The nature of the undesirable outcomes of my handler and a couple of the others, are a result of exploding the word not just into characters, but decomposing the characters into into their individual entities. If one simply recombines them, there's nothing to see that's out of the ordinary:

① character id (id of "Rượu đế") --> "Rượu đế"

But when one applies a reverse transform:

① character id (reverse of id of "Rượu đế") --> "́̂eđ ựơuR"

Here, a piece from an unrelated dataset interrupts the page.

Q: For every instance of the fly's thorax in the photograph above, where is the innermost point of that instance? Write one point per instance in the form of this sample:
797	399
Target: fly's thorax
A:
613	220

each of the diacritical marks has been displaced to the left, which now makes sense: the 7 characters were decomposed fully into 12 entities, so when recombined into a string, ended up modifying the character that was previously to the other side of it, resulting in new character compositions. (When the reverse transform is applied again—being a symmetrical transformation—the original string is restored.) Obviously, when operating on the precomposed version of the string, this issue never arises.

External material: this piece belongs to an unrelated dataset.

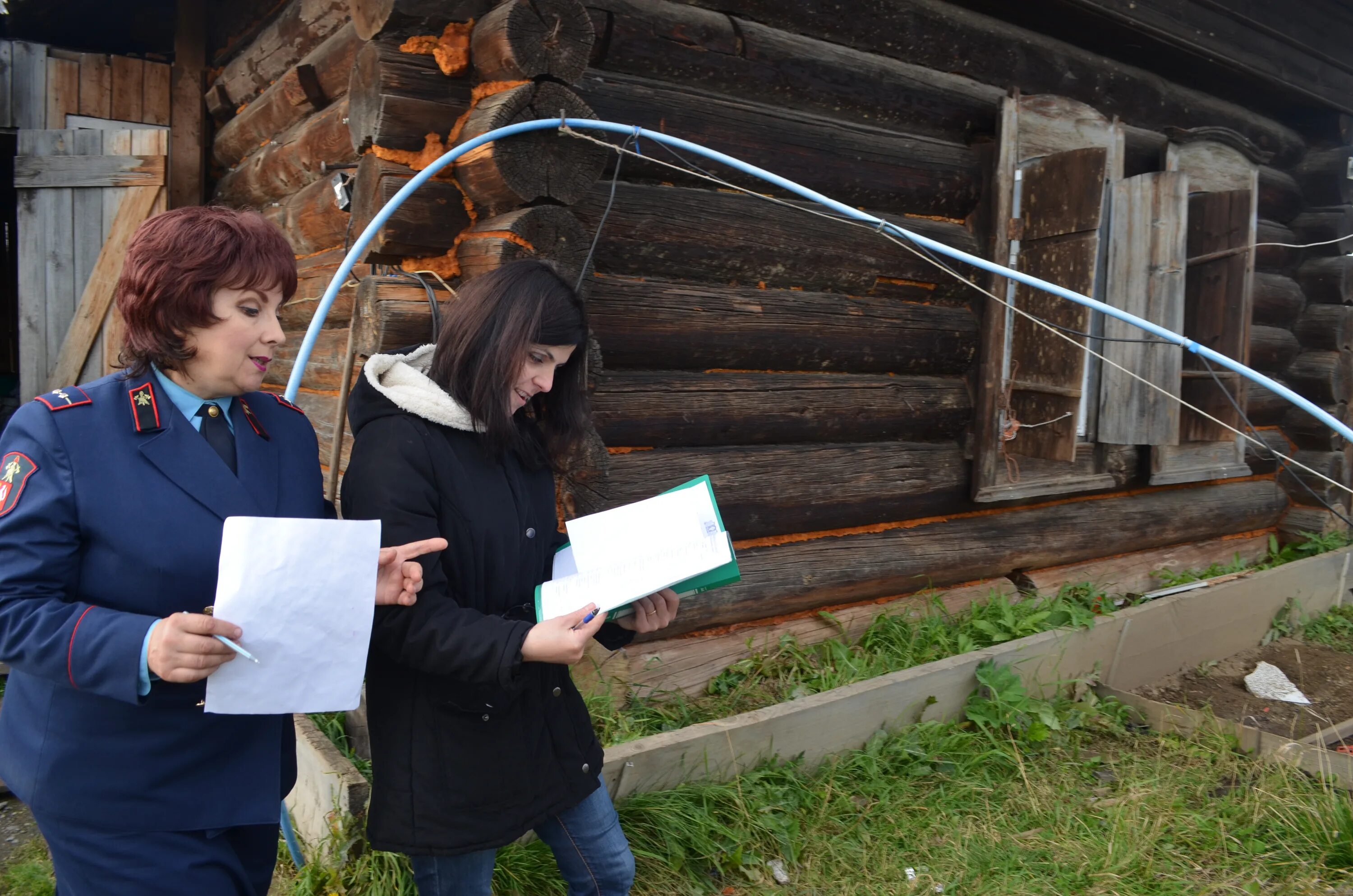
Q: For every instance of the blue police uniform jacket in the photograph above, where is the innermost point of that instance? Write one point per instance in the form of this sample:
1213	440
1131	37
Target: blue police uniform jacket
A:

As for why the id property would fully decompose a string whereas characters of... would not is peculiar. But it's very good to now be aware that this happens.

1 Like

Rather simple: The Perl scripts I experimented with have taught me that this string seems to be reversible only when treating it as a sequence of grapheme clusters, not as a sequence of “characters” or code points. (See the Perl scripts using the regex with the \X class and the Unicode::GCString module, “1)” and “2)” in the post.)

Since also the JavaScripts on the thread showed that “issue”, I was not really surprised to see the “character id” AppleScript doing the same. (The surprise —for me— rather was, that @ccstone’s “reverse of characters” AppleScript worked correctly.)

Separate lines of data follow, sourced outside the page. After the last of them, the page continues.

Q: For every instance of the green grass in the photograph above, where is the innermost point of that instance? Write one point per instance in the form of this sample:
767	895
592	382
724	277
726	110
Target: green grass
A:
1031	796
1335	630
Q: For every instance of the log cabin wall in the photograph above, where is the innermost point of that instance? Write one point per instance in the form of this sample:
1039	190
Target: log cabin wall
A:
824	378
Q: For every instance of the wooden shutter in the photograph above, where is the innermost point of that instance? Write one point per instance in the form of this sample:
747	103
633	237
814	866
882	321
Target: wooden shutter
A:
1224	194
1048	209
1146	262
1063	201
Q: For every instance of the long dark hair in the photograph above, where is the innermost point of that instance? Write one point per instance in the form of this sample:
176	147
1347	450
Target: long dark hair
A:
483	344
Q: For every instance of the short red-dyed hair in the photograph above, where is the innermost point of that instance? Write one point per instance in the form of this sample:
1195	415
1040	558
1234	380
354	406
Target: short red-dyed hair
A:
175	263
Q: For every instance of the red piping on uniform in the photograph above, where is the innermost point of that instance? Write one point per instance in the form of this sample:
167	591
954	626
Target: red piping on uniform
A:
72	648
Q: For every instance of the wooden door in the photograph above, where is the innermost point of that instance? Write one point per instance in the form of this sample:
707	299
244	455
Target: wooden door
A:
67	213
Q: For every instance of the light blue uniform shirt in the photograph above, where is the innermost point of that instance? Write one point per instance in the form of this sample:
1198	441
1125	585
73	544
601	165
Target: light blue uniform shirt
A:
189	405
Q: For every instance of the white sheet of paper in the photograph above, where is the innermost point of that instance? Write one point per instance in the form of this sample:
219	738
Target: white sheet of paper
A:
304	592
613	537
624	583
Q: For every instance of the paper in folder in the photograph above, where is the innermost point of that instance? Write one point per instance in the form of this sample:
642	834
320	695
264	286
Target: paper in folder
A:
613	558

Thanks for investing the time and finding out that we worked with different source strings. I didn’t consider that the forum website might change the composition of the characters. Definitly my fault, especially since the original post with that string explicitly mentioned that it is necessary to use <pre> tags instead of <code> tags in order to not manipulate the characters. But somehow I had overlooked that warning. Sorry.

PS:

I have added a warning and a copy-safe version of the string to my post above.

1 Like

Thanks for taking the time for testing, Chris. Fortunatly @CJK could solve the mystery now.

PS:

Perl modules are usually installed from the CPAN repository via the cpan client (comes with any Perl installation), or the cpanm client (separate install, but IMO the better way). So, MacPorts shouldn’t be involved here. (Except for installing the cpanm client, if you wish so.)

Thanks for this. And now I know what a grapheme cluster is. This one, seemingly-innocuous task request by a user has ended up teaching me a lot of good stuff about text.